European markets proved volatile on Monday, as nervousness about oil prices and the Chinese economy prevailed. They quickly wiped out an early gain, as a slight fillip from China's renminbi rate fix at its strongest level since Jan. 6 was outweighed by Iran's plans to release a further 500,000 barrels of oil a day following the lifting of sanctions agreed over the weekend. Brent Crude fell below $29 a barrel, pushing down oil majors such as Britain's BP plc and Anglo-Dutch Royal Dutch Shell plc. Yet by late morning many indices were back in positive territory.
Shortly before 11.00 GMT, the FTSE100 was up 0.44% at 5,29.51, while in Paris the CAC40 was up 0.40% at 4,226.89 and in Frankfurt the DAX was up 0.49% at 9,591.214.
Iran's hoped for reintegration into the world market could also benefit European industrial and consumer stocks. Truck and carmaker Daimler AG rose 0.35% in Frankfurt to €64.49 a share, after it said it signed letters of intent with Iran Khodro Diesel and Mammut Group on a joint venture for making Mercedes trucks and establishing a sales company. It could also buy a stake in an Iranian diesel engine maker.
Boeing Co.'s BA European rival Airbus Group SE also gained some altitude on expectations of a sale of 114 aircraft to Iran announced at the weekend in Tehran, though it lost much of its early rise as the market slipped.

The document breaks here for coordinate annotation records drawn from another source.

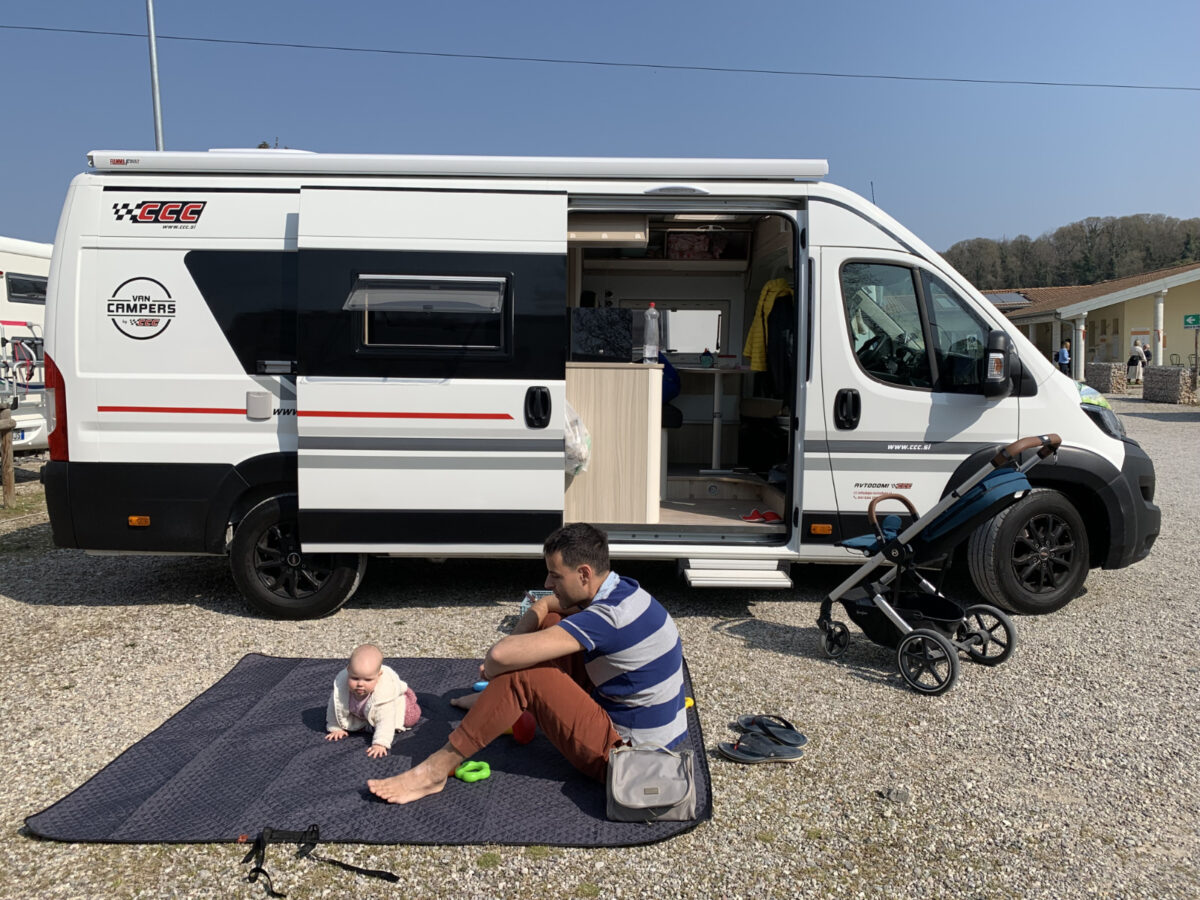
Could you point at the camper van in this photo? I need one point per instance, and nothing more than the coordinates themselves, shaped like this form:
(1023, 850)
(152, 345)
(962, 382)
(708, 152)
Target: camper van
(24, 267)
(301, 360)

By the end of the morning in Paris it was up just 0.18% at €56.25.
In London, Irish pharma group Shire plc was the top gainer, after an upgrade by Exane BNP Paribas to outperform from neutral, following its $32 billion deal last week to acquire rare diseases specialist Baxalta Inc..
Supermarket chain J. Sainsbury plc slipped 0.98% to 241.50 pence, despite the confirmation of an agreed deal for Australian conglomerate Wesfarmers Ltd. to acquire home improvement chain Homebase from Britain's Home Retail Group plc. In theory, the deal could ease the way for Sainsbury to acquire Home Retail's other business, general merchandise retailer Argos., which it has been stalking since last year. But Home Retail has so far shown little enthusiasm for Sainsbury's approach, preferring to turn the unit around under its own steam. Home Retail was up 0.13% at 153.8 pence.
In Asia, Tokyo's benchmark Nikkei225 closed down 1.12% at 16,955.57, and the Topix was off 1.04% at 1,387.93. But China's combined Shanghai and Shenzhen index the CSI300 closed up 0.38% at 3,130.73, a display of confidence that was also reported to have limited the downside in Hong Kong, where the Hang Seng finished the day down 1.45% at 19,237.45.